10. Si, vu ce qui précède, il faut conclure à la non-existence de la décision contestée, il ne peut être entré en matière sur le recours - par défaut d'objet de contestation (et par défaut de compétence).

11. Si l'on voulait - contre l'avis représenté ici - opter pour la conséquence la moins radicale et se fonder sur la simple annulabilité de la décision prise, il faudrait annuler la décision de première instance. La conséquence serait identique: l'action doit être intentée devant le juge civil.

12. En ce qui concerne les conséquences en matière de frais et d'indemnisation, la question se pose de savoir si le recourant représenté par un avocat aurait pu reconnaître l'irrégularité de la décision prise par le CEDO DDPS et s'il aurait dû renoncer à un recours auprès de la Commission de recours DDPS. A ce point de vue, il faut considérer ce qui suit:

a. Le fait, en soi, que le CEDO DDPS a choisi la forme de droit administratif de la décision (au sens de l'art. 5 PA), laissait entendre que le respect des droits du recourant de recourir par la voie du droit administratif était garanti.

b. De plus, il faut accorder au recourant que l'indication des voies de recours était peu claire et contradictoire.

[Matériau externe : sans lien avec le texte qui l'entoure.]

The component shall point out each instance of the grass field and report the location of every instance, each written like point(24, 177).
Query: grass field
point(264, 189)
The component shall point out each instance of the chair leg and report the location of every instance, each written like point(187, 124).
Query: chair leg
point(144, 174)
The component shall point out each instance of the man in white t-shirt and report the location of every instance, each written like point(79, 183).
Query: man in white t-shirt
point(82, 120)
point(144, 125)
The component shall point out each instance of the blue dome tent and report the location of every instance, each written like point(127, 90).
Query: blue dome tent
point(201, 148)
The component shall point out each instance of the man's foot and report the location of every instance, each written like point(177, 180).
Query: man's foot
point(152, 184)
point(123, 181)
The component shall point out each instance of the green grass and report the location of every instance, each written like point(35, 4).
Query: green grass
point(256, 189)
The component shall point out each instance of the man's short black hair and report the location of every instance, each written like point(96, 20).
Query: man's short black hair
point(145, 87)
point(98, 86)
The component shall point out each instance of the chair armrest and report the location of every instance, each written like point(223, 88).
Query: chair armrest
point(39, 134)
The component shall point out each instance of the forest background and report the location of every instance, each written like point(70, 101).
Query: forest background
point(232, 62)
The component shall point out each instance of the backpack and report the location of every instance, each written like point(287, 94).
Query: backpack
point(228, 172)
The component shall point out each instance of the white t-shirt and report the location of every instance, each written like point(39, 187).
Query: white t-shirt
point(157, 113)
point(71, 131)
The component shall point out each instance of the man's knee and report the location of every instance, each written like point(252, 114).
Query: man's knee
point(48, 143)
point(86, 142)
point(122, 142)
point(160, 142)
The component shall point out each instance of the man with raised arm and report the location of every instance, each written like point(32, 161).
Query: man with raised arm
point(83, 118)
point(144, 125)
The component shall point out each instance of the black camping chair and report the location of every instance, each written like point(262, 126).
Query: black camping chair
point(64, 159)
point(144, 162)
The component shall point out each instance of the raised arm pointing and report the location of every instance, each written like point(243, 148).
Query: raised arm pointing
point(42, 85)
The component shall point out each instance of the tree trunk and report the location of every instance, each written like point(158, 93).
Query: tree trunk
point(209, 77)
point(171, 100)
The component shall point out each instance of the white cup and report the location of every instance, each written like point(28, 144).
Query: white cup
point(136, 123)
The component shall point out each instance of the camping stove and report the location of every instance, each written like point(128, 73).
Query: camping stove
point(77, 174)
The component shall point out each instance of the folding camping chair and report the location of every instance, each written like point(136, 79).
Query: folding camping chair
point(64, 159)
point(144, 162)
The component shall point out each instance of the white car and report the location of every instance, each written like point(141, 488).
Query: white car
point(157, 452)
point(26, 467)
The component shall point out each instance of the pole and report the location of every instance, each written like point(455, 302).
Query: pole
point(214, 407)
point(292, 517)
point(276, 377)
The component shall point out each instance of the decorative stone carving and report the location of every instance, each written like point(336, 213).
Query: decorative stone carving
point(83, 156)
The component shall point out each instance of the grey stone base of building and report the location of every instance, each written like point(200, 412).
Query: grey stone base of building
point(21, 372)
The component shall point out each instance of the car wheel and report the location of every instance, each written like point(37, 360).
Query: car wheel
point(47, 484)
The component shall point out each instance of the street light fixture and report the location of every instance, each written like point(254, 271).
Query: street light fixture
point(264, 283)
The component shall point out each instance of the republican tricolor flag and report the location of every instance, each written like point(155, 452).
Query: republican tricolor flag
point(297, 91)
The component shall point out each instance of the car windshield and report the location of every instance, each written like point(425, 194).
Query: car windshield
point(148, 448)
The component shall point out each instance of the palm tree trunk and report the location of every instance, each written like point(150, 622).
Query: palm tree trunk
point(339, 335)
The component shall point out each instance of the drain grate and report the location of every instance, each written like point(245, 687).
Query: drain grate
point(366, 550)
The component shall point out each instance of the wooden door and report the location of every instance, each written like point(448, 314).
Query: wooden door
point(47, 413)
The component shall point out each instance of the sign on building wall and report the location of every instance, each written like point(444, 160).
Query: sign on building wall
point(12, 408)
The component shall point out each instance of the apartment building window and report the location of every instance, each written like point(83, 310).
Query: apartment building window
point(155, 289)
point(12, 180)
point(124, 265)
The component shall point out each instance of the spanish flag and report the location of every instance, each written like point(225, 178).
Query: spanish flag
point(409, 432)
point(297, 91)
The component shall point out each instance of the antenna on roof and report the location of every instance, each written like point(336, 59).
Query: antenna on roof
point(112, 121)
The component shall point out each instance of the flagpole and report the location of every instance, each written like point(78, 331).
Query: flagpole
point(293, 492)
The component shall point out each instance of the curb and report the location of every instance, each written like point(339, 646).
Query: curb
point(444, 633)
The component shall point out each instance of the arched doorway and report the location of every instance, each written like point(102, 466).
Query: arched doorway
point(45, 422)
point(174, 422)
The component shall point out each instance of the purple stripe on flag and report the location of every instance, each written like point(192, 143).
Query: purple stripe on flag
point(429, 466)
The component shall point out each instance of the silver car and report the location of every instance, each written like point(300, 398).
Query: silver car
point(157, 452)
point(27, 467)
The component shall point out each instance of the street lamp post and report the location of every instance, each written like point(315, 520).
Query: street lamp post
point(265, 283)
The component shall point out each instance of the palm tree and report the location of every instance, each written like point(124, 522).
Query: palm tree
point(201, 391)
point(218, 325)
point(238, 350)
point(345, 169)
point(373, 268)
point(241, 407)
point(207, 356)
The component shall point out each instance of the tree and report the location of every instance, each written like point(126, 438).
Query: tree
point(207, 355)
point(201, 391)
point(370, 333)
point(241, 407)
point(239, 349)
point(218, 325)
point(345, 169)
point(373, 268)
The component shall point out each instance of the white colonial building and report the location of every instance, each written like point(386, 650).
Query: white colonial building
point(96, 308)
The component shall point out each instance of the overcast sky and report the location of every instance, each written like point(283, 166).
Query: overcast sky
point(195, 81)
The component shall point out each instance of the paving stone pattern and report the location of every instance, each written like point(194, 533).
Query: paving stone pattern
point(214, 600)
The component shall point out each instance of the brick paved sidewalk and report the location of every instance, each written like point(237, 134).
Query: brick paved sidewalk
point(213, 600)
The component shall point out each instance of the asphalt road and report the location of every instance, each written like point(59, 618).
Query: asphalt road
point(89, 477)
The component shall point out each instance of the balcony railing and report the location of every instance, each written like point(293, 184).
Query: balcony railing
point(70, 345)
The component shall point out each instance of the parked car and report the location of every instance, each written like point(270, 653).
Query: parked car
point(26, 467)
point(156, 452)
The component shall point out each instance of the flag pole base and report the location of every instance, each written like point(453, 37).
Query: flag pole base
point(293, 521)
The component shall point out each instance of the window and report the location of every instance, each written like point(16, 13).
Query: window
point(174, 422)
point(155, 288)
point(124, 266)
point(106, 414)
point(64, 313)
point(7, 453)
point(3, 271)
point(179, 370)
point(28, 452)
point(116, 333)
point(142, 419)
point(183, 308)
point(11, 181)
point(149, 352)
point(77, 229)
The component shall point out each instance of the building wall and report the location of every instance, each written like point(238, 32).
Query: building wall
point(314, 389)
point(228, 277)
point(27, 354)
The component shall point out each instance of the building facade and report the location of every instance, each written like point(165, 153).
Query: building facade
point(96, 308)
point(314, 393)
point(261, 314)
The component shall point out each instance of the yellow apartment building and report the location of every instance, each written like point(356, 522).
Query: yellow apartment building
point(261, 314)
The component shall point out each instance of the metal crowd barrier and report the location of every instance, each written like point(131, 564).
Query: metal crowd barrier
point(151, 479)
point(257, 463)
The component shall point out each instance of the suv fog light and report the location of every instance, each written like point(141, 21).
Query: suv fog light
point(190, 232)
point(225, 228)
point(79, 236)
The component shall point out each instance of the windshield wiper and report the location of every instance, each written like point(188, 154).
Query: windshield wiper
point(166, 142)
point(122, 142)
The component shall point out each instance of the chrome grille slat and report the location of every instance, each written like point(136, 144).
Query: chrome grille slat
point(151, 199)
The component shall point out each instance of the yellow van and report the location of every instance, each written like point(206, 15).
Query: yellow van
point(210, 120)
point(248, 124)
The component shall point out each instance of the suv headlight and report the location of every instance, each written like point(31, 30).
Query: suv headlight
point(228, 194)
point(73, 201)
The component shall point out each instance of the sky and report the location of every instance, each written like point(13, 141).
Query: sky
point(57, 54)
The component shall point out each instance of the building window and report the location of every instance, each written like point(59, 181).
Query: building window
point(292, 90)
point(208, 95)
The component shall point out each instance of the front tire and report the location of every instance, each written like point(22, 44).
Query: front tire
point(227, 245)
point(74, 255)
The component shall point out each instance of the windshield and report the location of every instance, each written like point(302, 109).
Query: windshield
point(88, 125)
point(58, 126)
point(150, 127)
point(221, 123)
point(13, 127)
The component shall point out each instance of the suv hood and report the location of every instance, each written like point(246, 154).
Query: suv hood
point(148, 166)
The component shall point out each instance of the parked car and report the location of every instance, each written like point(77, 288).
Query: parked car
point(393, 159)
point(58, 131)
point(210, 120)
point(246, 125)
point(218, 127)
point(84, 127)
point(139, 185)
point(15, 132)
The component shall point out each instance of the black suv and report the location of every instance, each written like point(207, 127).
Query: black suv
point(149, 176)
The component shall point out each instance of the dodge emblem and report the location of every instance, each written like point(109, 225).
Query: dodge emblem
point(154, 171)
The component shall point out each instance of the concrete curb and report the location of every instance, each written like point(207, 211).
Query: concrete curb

Dans sa prise de position, le CEDO DDPS concède lui-même qu'il aurait dû écrire «Voies de droit» au lieu de «Voies de recours». Mais que cette erreur n'aurait pas dû - selon le CEDO DDPS - prêter à confusion, vu les explications détaillées sur la procédure qui suivaient. Qu'il était clairement précisé que le recourant devait en appeler au juge civil (devait agir devant le juge civil) et qu'en toute logique, il ne disposait dès lors d'aucune voie de recours au sein du DDPS. Ces arguments ne peuvent être reçus. Le simple remplacement de «voies de recours» par «voies de droit» ne changerait rien. Il s'agit d'une indication des voies de recours puisque chaque décision doit en contenir une (art. 35 al. 2 PA) et puisque chaque décision est sujette à recours (art. 44 PA).

Une précision s'avère à présent nécessaire: un recours intenté devant la Commission de recours DDPS ne constitue pas une voie de recours au sein du DDPS étant donné que la Commission de recours est, de notoriété commune, un tribunal administratif spécial indépendant.

Même compte tenu de ses autres arguments, la position du CEDO DDPS ne peut être agrée. Certes, il a été déclaré, par renvoi aux art. 64 ss et 106 LA, que la décision prise peut être attaquée devant le juge civil. Cependant, dans la mesure où le CEDO DDPS se réfère, dans son indication des voies de recours - tant implicitement en ce qui concerne le délai fixé (de façon illégitime) à 30 jours qu'explicitement en ce qui concerne les autres exigences (art. 51 al. 1 et art. 52 al. 1 PA) - à la loi sur la procédure administrative, il recourt aux normes relevant du droit administratif, lesquelles ne s'appliquent pas dans la présente affaire. Cela suffit à créer une certaine insécurité en ce qui concerne le choix entre la voie d'une procédure administrative ou celle d'une procédure civile. Cette insécurité est sensiblement renforcée par le fait que le CEDO DDPS a clairement pris une décision (formelle).

13. En résumé, il ressort qu'aucune faute ne peut être imputée au recourant. Il pouvait, au contraire, estimer en toute bonne foi, considérant que la décision lui avait été notifiée correctement au sens de l'art. 5 PA, que la voie ordinaire du recours administratif restait ouverte. Il convient de reprocher au CEDO DDPS d'avoir induit le recourant en erreur. Il en résulte qu'il doit dédommager, dans une juste mesure, le recourant pour les dépens importants, mais inutiles, liés à la présente procédure de recours. L'indemnité doit être fixée à 2'000.- francs. Les frais ne peuvent être mis à la charge du CEDO DDPS (art. 63 al. 2 PA).